Он только плечами пожал и до самого моего дома не сказал ни слова. Когда мы
подъехали, мое сердце чуть не выпрыгнуло из груди от счастья. Борис донес мои вещи до квартиры и на пороге остановился.

- У меня сейчас деловая встреча, а потом нужно ехать к детям, - сказал он. – Их мать вчера положили в больницу. - Только тут я заметила, что его настроение резко отличается от моего.

- А что с ней? – я взяла его за руку и втянула в квартиру. – Что-нибудь серьезное?

- Пока не знаю, должны провести обследование.

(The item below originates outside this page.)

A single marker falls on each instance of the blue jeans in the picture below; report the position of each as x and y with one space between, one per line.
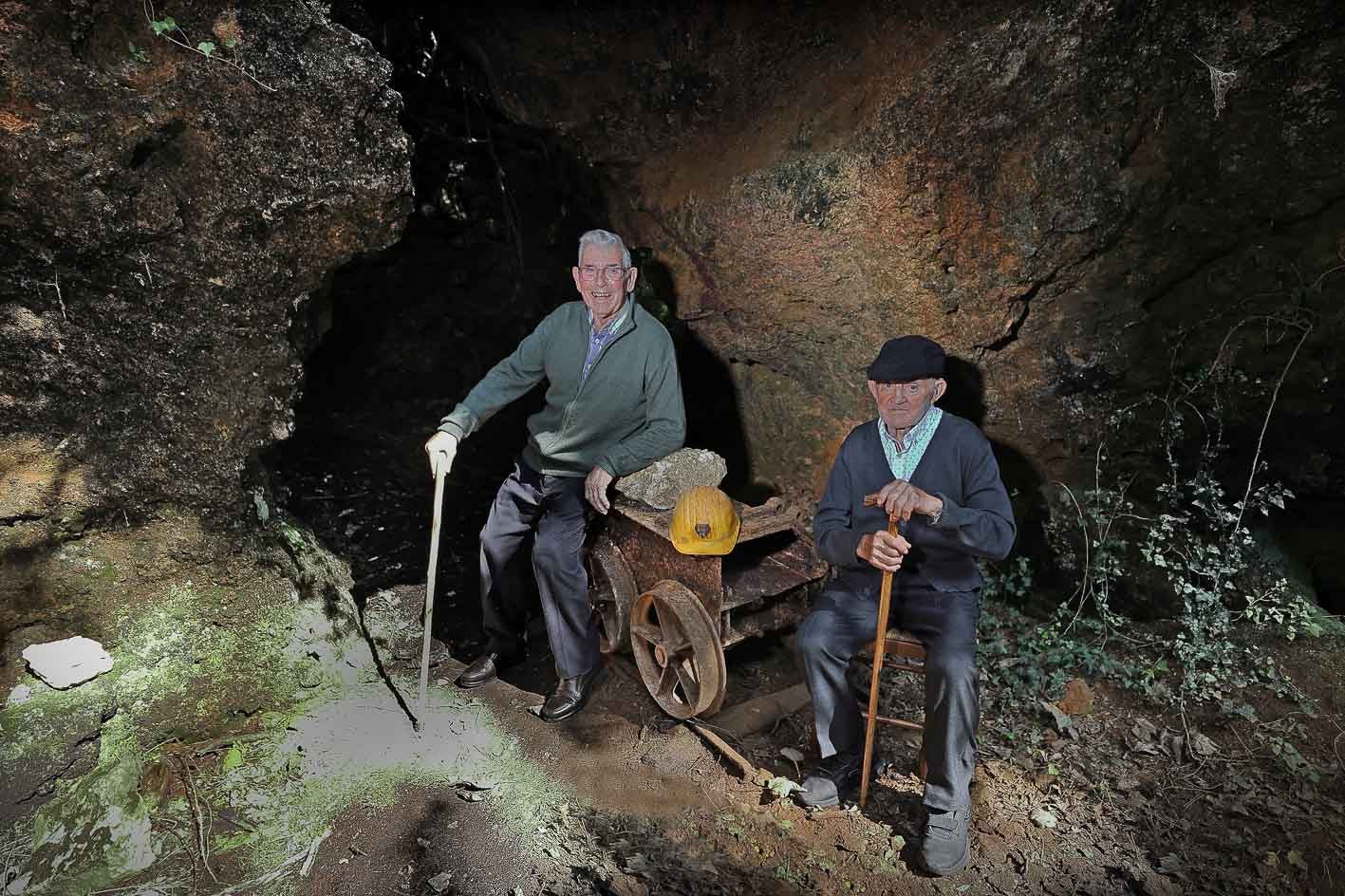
554 509
842 623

Я хотела напоить его чаем, но он быстро распрощался и ушел. Моя радость несколько
померкла, но все равно оказаться в своей квартире, зная, что тебе больше ничто не угрожает, дорогого стоит. До вечера я занималась уборкой и стиркой, потом сбегала в магазин. Трудовой энтузиазм во мне просто кипел.

Потом до меня дошло, что завтра рабочий день и надо выходить на работу. Как объяснить свое столь долгое отсутствие? Больничного  у меня нет, а ведь я сказала, что болею. Не долго думая, я позвонила Борису. Он был в мрачном настроении, похоже, проблем у него выше крыши, а тут еще я лезу со своими.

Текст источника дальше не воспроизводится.